This post is mainly based on

Temporal Convolutional Network is an alternative architecture to Recurrent Neural Network (RNN) in sequence modelling task. TCN can handle variable length input and can be configured to into different receptive fields. Unlike RNN, TCN can be easily parallelized.

The architecture was proposed as time delay neural network nearly 30 years ago and a more complex version of TCN was recently used in the 2016 WaveNet paper. The 2018 paper formalized the definition of TCN and conducted ablation studies to compare it against RNN cross a diverse range of tasks and datasets.

The term “Temporal Convolutional Network” is first used in the 2016 paper. Reader may want to distinguish the TCN described in the 2018 paper from the 2016 paper since they are different architectures.
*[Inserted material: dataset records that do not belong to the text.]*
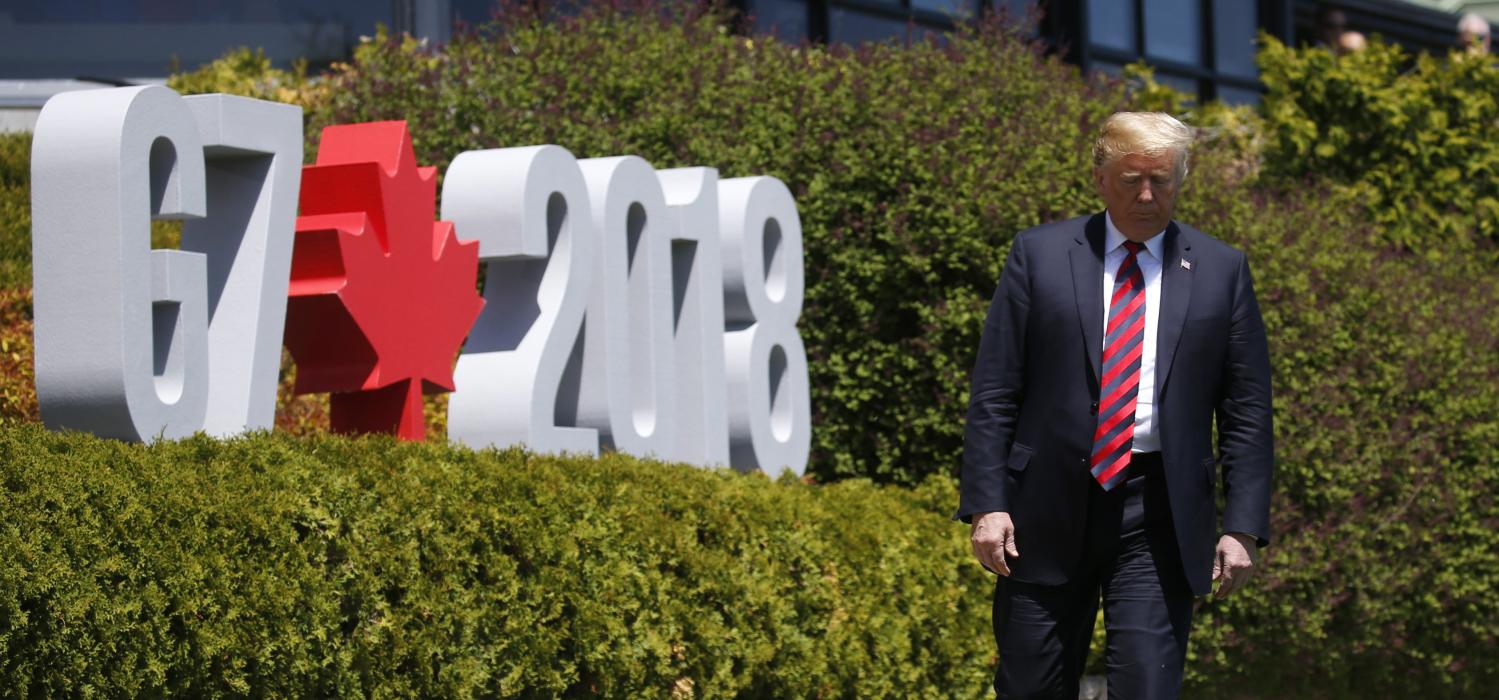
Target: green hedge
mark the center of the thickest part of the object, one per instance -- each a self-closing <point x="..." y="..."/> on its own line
<point x="915" y="167"/>
<point x="1417" y="138"/>
<point x="15" y="210"/>
<point x="326" y="567"/>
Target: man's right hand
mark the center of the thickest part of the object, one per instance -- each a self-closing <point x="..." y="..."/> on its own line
<point x="994" y="541"/>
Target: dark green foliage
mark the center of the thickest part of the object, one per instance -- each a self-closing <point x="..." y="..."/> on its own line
<point x="1418" y="143"/>
<point x="15" y="210"/>
<point x="326" y="567"/>
<point x="1384" y="576"/>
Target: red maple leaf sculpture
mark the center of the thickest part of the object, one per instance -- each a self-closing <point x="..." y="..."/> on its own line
<point x="381" y="294"/>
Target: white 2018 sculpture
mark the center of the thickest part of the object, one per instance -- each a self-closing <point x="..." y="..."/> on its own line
<point x="642" y="311"/>
<point x="648" y="311"/>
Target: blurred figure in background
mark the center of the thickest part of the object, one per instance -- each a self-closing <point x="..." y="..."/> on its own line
<point x="1334" y="35"/>
<point x="1472" y="33"/>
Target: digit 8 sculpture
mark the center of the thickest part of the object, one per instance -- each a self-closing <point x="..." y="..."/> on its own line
<point x="769" y="409"/>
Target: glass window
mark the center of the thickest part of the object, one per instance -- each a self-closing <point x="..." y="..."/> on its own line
<point x="1111" y="24"/>
<point x="1174" y="30"/>
<point x="957" y="9"/>
<point x="1238" y="95"/>
<point x="1178" y="81"/>
<point x="1234" y="23"/>
<point x="786" y="20"/>
<point x="847" y="26"/>
<point x="1108" y="68"/>
<point x="138" y="39"/>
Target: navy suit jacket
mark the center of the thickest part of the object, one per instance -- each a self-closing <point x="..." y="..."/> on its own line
<point x="1035" y="397"/>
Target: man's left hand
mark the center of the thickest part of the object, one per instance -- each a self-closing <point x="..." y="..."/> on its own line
<point x="1234" y="564"/>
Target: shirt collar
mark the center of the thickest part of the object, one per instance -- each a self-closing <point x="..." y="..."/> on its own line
<point x="1114" y="239"/>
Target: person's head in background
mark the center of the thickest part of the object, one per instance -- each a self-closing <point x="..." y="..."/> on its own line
<point x="1349" y="41"/>
<point x="1330" y="26"/>
<point x="1472" y="33"/>
<point x="1334" y="35"/>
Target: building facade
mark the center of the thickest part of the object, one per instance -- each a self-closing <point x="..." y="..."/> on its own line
<point x="1204" y="47"/>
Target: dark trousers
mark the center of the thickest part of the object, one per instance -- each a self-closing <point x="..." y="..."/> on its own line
<point x="1130" y="559"/>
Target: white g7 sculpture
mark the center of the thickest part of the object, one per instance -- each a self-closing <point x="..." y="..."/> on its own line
<point x="630" y="309"/>
<point x="125" y="333"/>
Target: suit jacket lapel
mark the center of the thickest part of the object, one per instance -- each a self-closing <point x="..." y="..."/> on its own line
<point x="1087" y="281"/>
<point x="1175" y="297"/>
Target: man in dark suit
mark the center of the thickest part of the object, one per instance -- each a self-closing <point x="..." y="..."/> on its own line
<point x="1111" y="345"/>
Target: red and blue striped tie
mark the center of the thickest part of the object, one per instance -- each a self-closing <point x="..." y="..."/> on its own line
<point x="1123" y="341"/>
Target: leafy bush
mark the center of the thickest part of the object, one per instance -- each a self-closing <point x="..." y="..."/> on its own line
<point x="15" y="210"/>
<point x="1418" y="143"/>
<point x="327" y="567"/>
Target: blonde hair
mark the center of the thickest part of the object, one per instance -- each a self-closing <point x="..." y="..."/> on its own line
<point x="1474" y="24"/>
<point x="1148" y="134"/>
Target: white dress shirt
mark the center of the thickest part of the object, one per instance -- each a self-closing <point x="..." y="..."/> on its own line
<point x="1147" y="438"/>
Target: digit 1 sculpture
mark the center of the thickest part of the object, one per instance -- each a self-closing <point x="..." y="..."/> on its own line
<point x="381" y="294"/>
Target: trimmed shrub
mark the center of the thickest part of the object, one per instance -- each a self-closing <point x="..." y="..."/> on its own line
<point x="1418" y="140"/>
<point x="15" y="210"/>
<point x="326" y="567"/>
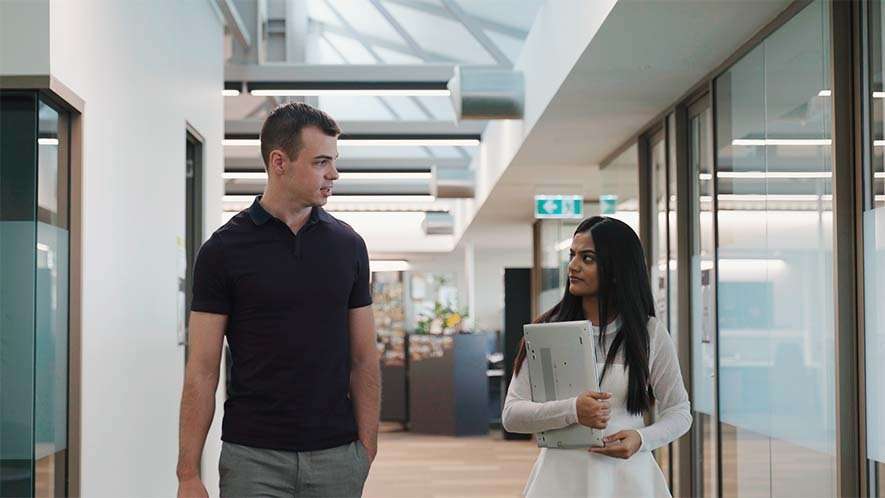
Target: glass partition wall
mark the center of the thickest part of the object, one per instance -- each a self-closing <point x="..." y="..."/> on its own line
<point x="759" y="253"/>
<point x="34" y="301"/>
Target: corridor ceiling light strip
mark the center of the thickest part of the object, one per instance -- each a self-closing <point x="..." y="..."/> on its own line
<point x="366" y="92"/>
<point x="418" y="142"/>
<point x="343" y="199"/>
<point x="564" y="244"/>
<point x="341" y="176"/>
<point x="383" y="208"/>
<point x="774" y="197"/>
<point x="780" y="175"/>
<point x="828" y="93"/>
<point x="393" y="142"/>
<point x="782" y="141"/>
<point x="242" y="142"/>
<point x="388" y="265"/>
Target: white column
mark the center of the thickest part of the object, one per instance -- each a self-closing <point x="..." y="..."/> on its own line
<point x="470" y="274"/>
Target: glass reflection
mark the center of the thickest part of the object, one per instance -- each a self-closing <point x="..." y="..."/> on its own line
<point x="51" y="334"/>
<point x="874" y="255"/>
<point x="703" y="279"/>
<point x="775" y="295"/>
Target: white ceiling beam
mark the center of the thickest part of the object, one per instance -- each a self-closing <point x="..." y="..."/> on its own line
<point x="354" y="73"/>
<point x="401" y="31"/>
<point x="235" y="23"/>
<point x="357" y="164"/>
<point x="427" y="8"/>
<point x="382" y="43"/>
<point x="253" y="127"/>
<point x="477" y="32"/>
<point x="359" y="37"/>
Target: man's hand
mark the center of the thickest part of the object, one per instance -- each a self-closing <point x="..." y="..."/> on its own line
<point x="192" y="488"/>
<point x="371" y="449"/>
<point x="593" y="409"/>
<point x="622" y="444"/>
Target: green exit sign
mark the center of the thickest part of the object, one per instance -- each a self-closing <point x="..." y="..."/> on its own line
<point x="559" y="206"/>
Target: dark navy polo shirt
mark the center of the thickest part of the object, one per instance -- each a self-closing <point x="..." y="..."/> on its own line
<point x="287" y="299"/>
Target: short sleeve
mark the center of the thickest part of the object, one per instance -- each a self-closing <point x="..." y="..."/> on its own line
<point x="360" y="293"/>
<point x="211" y="292"/>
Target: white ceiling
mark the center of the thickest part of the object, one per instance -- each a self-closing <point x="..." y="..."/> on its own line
<point x="645" y="56"/>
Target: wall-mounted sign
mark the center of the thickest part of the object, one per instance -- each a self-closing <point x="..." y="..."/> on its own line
<point x="559" y="206"/>
<point x="608" y="204"/>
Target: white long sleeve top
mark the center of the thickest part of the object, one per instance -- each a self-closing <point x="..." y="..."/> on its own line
<point x="672" y="407"/>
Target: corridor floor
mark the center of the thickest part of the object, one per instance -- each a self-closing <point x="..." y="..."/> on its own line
<point x="419" y="466"/>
My understanding is that, the 2016 paper’s convolution is non-causal and the goal of the architecture is to perform segmentation in time series, which can be viewed as a 1-dimensional U-Net.

Assumptions

Consider the sequence modelling task: $((x_1, x_2, …, x_T), (y_1, y_2, …, y_T))$. The goal is to find some mapping $f: \mathcal{X}^T \rightarrow \mathcal{Y}$, where

\[\hat{y}_t = f(x_0, ...,x_t)\]

This is called a causal constraint: $y_t$ only depends on past data: $x_1, …, x_t$ and not depends on future data: $x_{t+1}, x_{t+2}, …$.

The optimization goal is to minimize some loss between observed and prediction:

\[L( (y_0, ..., y_T), (\hat{y}_0, ... \hat{y}_T) )\]

Causal Convolutions

Causal Convolution satisfies the following two properties:

  • Output length $\hat{y}_1, …, \hat{y}_T$ is equal to input length $x_1, …, x_T$
  • No leakage of future information into the past $ \hat{y}_t = f(x_0, …,x_t) $

For a convolution filter with kernel size $k$, causal convolutions can be achieved by

  • Left padding the sequence by $k-1$
  • Pass the padded sequence through the convolution filter

causal-conv

A vanilla causal convolution’s receptive field grows linearly w.r.t. depth and kernel size. Hence, long range dependency requires either large filters or many layers, which renders the optimization problem hard.

Dilated Causal Convolution

Dilated causal convolution $f$ is a causal convolution filter with filter size $k$ and dilation factor $d$:

\[f(x_1, ...., x_t) = \sum_{i=0}^{k-1} f(i) \cdot x_{t - d \cdot i}\]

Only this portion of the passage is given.